Zayne asintió en acuerdo, su malhumor anterior completamente olvidado.
—Esto no fue al azar.
Alguien buscaba algo, o intentaba enviar un mensaje.
En ese momento, mi teléfono sonó de nuevo.
Miré la pantalla y me sorprendió ver el nombre de Zach.
¿Por qué me estaría llamando?
—¿Hola?
—contesté, todavía temblorosa por ver mi hogar destruido.
—Ava, ¿estás bien?
—la voz de Zach sonó preocupada—.
Escuché que hubo problemas en tu vecindario anoche.
Me sorprendió su repentino interés después de varios días sin contacto.
—Estoy bien —dije lentamente—.
Pero, ¿por qué preguntas?
¿Cómo te enteraste?
—Escuché que hubo un robo en tu calle durante la noche —explicó—.
Cuando me di cuenta de que era tu vecindario, me preocupé.
Quería asegurarme de que estuvieras a salvo.
Algo en su momento me pareció extraño, pero no podía entender por qué.
—Gracias por preocuparte, pero estoy bien.
Ni siquiera estaba en casa anoche.
—Me alegra oír eso —dijo Zach, y pude escuchar lo que parecía alivio en su voz—.
¿Dónde te estabas quedando?
Miré a los trillizos, que escuchaban mi conversación con interés.
—Con amigos —dije vagamente, sin querer dar demasiada información.

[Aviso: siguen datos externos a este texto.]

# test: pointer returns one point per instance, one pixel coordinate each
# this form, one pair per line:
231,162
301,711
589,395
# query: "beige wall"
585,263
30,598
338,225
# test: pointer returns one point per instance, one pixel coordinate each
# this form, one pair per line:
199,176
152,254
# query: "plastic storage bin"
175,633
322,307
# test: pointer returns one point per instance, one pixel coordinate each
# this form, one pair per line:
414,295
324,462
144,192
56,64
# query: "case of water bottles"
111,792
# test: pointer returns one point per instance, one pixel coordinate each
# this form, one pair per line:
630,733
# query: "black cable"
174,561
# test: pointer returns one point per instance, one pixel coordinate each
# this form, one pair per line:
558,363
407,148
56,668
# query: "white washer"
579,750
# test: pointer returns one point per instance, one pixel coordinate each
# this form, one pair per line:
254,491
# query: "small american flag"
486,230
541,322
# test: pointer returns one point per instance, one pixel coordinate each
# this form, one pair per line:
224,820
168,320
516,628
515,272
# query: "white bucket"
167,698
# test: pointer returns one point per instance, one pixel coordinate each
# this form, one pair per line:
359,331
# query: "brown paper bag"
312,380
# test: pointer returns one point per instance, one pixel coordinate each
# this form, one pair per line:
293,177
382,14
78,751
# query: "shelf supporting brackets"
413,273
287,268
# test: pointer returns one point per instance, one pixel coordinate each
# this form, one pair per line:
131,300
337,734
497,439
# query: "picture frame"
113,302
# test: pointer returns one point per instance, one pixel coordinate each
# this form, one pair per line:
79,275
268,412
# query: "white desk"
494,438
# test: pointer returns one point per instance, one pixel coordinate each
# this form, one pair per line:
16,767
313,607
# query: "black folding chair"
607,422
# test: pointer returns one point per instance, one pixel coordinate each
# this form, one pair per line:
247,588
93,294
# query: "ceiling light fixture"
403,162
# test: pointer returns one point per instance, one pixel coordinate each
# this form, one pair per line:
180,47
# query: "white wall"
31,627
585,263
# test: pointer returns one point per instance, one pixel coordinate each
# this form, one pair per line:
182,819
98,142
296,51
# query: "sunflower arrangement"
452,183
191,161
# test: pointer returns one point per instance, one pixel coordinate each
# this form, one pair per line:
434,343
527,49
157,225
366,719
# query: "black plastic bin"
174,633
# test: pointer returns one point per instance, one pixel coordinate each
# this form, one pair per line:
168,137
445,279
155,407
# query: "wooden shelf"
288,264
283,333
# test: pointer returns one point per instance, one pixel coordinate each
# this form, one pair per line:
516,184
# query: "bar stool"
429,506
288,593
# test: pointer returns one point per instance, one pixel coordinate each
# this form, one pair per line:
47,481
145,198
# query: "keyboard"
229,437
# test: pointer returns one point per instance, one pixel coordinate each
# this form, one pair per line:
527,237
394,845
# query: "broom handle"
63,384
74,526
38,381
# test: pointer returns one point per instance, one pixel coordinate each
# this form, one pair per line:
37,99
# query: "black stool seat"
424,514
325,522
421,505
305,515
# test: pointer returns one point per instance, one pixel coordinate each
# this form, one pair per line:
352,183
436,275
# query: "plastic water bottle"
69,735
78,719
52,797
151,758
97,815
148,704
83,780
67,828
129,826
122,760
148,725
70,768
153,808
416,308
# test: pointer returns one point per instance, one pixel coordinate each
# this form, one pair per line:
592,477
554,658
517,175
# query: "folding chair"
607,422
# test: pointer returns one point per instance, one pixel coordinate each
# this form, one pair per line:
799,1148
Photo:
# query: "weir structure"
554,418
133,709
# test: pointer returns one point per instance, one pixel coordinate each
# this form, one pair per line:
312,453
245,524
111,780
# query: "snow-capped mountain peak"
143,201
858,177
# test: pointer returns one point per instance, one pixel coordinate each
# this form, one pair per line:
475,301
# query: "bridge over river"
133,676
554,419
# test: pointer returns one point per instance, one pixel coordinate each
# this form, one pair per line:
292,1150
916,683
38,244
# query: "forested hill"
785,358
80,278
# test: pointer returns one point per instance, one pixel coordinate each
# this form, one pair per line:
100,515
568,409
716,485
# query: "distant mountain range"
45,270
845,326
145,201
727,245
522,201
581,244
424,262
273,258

—Bueno, me alegro de que estés a salvo —dijo Zach—.
Avísame si necesitas algo, ¿de acuerdo?
Después de colgar, Irish levantó una ceja.
—Ese fue un momento sospechosamente oportuno.
—¿Qué quieres decir?
—pregunté, aunque pensaba lo mismo.
—¿Justo se enteró de un robo en tu calle y decidió llamarte?
Tu vecina no mencionó nada sobre un robo, ¿verdad?
—señaló Steve.
Sentí un escalofrío recorrer mi espalda mientras consideraba sus palabras.